Academic Challenge In Religion Assists Evangelization

By ARTHUR HIPPLER

“Why do the religion classes have to be so hard?” This is a question I used to hear from parents at my school. “Don’t they just need to know ‘God loves you’ and ‘be kind to others’?” These same parents expect math and science, history and literature, to be challenging, to prepare their children for college. But for them, religion is a subject that, in the words of Robert Fulghum: All you really needed to know you learned in kindergarten.
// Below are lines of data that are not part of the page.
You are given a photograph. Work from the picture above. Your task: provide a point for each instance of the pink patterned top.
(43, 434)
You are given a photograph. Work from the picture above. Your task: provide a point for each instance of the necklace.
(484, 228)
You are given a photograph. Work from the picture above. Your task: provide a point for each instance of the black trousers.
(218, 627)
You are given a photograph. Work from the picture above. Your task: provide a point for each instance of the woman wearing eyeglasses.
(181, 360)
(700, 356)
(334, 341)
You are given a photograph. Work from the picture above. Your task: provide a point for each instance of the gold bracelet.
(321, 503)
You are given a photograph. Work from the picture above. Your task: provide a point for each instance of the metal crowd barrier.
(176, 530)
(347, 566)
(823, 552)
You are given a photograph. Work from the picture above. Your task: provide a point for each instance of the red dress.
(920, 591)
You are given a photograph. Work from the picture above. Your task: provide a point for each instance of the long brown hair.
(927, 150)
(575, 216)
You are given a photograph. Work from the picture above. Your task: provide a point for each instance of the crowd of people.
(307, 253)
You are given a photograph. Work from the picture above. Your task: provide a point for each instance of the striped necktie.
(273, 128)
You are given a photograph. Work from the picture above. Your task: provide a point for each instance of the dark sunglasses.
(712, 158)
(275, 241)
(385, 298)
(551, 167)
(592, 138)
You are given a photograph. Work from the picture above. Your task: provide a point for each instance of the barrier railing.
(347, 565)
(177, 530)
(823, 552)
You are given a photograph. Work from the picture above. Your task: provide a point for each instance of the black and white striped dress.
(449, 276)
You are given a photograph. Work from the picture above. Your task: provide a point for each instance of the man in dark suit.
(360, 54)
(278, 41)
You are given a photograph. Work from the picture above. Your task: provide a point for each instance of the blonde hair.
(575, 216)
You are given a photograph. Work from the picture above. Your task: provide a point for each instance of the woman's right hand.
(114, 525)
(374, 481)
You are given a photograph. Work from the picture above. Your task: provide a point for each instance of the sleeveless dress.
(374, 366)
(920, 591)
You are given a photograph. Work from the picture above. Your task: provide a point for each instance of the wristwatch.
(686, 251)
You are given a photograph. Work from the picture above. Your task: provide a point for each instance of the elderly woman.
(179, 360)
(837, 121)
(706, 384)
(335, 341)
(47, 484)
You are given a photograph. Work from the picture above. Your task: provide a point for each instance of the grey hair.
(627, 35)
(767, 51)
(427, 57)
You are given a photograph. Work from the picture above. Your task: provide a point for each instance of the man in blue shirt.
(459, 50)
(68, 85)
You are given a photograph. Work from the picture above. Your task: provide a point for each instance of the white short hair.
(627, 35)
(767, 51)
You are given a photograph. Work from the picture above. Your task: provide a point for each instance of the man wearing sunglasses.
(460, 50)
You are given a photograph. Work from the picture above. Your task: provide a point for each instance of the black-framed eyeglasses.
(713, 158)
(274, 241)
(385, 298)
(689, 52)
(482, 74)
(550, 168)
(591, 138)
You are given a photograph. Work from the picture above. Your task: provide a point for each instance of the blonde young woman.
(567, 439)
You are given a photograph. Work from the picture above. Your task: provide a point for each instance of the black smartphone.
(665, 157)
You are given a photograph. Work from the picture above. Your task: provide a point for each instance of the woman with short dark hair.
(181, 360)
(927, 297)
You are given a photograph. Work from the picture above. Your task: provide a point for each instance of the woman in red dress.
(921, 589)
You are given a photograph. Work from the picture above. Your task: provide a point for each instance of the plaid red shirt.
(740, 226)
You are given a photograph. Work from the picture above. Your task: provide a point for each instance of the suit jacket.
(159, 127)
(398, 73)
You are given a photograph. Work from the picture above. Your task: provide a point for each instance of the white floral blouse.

The Church discourages the trend of schools toward making religion “easy.” In the General Directory on Catechesis (1997), the Congregation for Clergy insisted that “religious instruction in schools appear as a scholastic discipline with the same systematic demands and the same rigor as other disciplines. It must present the Christian message and the Christian event with the same seriousness and the same depth with which other disciplines present their knowledge” (n.73.5). The mind must be formed in theology, just as it needs to be formed in language and mathematics and the scientific method.

Even basic catechesis does rest with the mere acknowledgment of a loving God and basic kindness to others; it involves mysteries of Divine Persons, a God who takes on human nature, and sacraments that somehow make God present to us. There is nothing simple in any of that. Indeed, to strip down the faith to belief in God and kindness fails to inculcate essentials of the faith. (Perhaps it is no accident that Robert Fulghum is a Unitarian minister.)

The General Directory on Catechesis tells us further that religious instruction “should not be an accessory alongside of these disciplines, but rather it should engage in a necessary interdisciplinary dialogue.”

Religion classes should not treat its subject matter as hermetically sealed from the rest of the curriculum. How can religion address creation without responding to the materialism of those who look to science alone to explain the universe? Or address the inspiration of Scripture without responding to the rationalist accounts of history that deny miracles and prophecy? Or address the natural moral law without responding to the “cultural relativism” of contemporary social science? A religion class that accepts these responsibilities cannot be “easy.”

Almost a decade earlier in The Religious Dimension of Education in a Catholic School (1988), the Congregation for Catholic Education declared that the Catholic high school should give “special attention to the ‘challenges’ that human culture poses for faith,” which then forms them in a way that they are able “to recognize and reject cultural counter-values which threaten human dignity and are therefore contrary to the Gospel” (n. 52).

This should be true of all the academic subjects, but it should be especially true of religious instruction. A religion course that does not energetically address the challenges of the secular world and its “counter-values” is not doing its job.

The religion teacher may have a course developed from sound catechetical materials that addresses the essentials of the faith. But “young people bring with them into the classroom what they see and hear in the world around them, along with the impressions gained from the ‘world’ of mass media,” a formation that can make them “indifferent and insensitive” (n. 71).

As a result, it is crucial that the class not merely involve lecture and memorization, but a candid dialogue between the teacher and the students: “An excellent way to establish rapport with students is simply to talk to them — and to let them talk. Once a warm and trusting atmosphere has been established, various questions will come up naturally.”

These questions are often not disagreements with this or that teaching, but rather a misunderstanding or even a denial of the principle upon which the teaching is based. “Typical questions have to do with atheism, non-Christian religions, divisions among Christians, events in the life of the Church; the violence and injustice of supposedly Christian nations, etc.”(footnote 65). Objections often come from the grounds of modern social science, that man is merely natural, religion is invented, morality is relative, and so on.

Many religion teachers fear this kind of dialogue, because it may involve questions they do not feel qualified to address. The religion teacher may seek to give a basic catechesis when student questions draw them into the realm of moral philosophy, theodicy, Church history, and the secular sciences.

When I explain to parents why my religion courses are challenging, the easiest response is that “student questioning makes it a hard course. They won’t put up with anything else!”

In her direction of Catholic schools, the Church is helping us to understand that without this dialogue between faith and culture, between the teachings of the Church and the intellectual life of our students, an essential element of evangelization is missing. If the faith remains compartmentalized as a set of thoughts and emotions removed from activity in the “real world,” this is not an authentic faith.

The Congregation for Catholic Education cites the words of John Paul II: “Faith which does not become culture is faith which is not received fully, not assimilated entirely, not lived faithfully.”

The Catholic school in general and the religion courses in particular must help its students form their culture through the faith. Without this, our students will be merely intellectual schizophrenics, split personalities who are Catholic on one side, purely worldly on the other.